Ich habe das Gefühl, wieder zu mir als kompetenter und sich selbst vertrauender Person zurückgefunden zu haben, die ich in der Zwischenzeit unter der Last der Termine, Verantwortung, Sorgen, Ängste und (Selbst-)Zweifeln verloren hatte. Ich kann mir wieder ein gutes Leben (für mich) vorstellen.

Wir haben über das Narrativ gesprochen, das ich über mich erzählt wissen will und von welchem bzw. welchen ich mich noch weiter lösen möchte.
Für mich ist meine Geschichte die einer schrittweisen radikalen Befreiung von familiären und gesellschaftlichen Zuschreibungen, denen ich mich lange unterworfen, an die ich selbst geglaubt habe und dachte, die damit verbundenen Lebensentwürfe, privaten und beruflichen Leistungsideale realisieren zu müssen.
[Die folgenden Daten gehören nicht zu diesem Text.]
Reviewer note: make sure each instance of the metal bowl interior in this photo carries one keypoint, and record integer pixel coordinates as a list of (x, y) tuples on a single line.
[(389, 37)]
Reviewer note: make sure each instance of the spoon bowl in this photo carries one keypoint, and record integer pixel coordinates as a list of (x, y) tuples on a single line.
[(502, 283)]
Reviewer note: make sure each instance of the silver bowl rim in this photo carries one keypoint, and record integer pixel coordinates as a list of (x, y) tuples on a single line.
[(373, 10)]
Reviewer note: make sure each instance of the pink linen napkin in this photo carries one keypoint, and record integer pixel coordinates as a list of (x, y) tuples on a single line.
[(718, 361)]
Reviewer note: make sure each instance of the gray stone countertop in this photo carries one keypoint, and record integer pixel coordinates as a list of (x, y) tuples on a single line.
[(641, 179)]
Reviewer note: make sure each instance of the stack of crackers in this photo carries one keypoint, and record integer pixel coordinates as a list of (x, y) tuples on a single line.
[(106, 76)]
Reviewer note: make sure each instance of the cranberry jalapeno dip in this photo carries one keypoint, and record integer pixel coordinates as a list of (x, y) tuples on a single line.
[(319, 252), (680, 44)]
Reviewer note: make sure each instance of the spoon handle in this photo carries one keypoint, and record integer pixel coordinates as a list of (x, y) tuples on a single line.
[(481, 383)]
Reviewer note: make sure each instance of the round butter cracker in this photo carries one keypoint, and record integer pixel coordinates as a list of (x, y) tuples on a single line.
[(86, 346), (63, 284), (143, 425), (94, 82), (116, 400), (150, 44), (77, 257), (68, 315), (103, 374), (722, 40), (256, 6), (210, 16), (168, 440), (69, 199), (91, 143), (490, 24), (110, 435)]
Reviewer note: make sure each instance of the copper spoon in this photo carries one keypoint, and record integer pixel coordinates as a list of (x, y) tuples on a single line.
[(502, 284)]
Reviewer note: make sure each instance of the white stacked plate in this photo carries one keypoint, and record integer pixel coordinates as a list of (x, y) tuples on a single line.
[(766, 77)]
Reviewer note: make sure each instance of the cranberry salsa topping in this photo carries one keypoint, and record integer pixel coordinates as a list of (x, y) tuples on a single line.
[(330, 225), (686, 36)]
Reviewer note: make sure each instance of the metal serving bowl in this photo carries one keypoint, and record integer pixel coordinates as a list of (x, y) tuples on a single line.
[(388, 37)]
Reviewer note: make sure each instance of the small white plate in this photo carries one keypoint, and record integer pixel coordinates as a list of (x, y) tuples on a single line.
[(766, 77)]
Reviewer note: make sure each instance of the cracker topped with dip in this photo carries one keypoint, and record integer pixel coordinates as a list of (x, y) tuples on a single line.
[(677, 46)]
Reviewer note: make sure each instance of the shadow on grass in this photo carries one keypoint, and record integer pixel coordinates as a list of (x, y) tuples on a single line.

Anscheinend habe ich Gesehenwerden und ein Gefühl von Verbundenheit von meinen lebenslangen Anstrengungen erwartet – and all I got was fifty shades of mental illness.

Ich habe schon viel hinter mir gelassen – das Geschlechtersystem, die heteronormative Kleinfamilie, Beziehungen, die mir nicht gut tun, eine dissoziativ-destruktive Haltung zu meinem Körper, ein romantisiertes Bild von Elternschaft.
Jetzt geht es dem Kapitalismus / Neoliberalismus an den Kragen.
Ich möchte einfach nicht mehr aktiver Teil dieses Systems sein, das Menschen, Tiere und Umwelt unter dem Deckmantel von „Fortschritt und Weltrettung durch Technologie“ bis zur Vernichtung jeglichen Lebens ausbeutet. Ich möchte an eine solidarisch-ökologische Utopie glauben, die Fürsorge zentriert, und wenn auch nur winzige Schritte in diese Richtung gehen.

Ich wünsche mir sehr, dass dies ein neuer Anfang, eine weitere Etappe auf meinem Weg ist, der mich der Person näher bringt, die ich sein kann und will.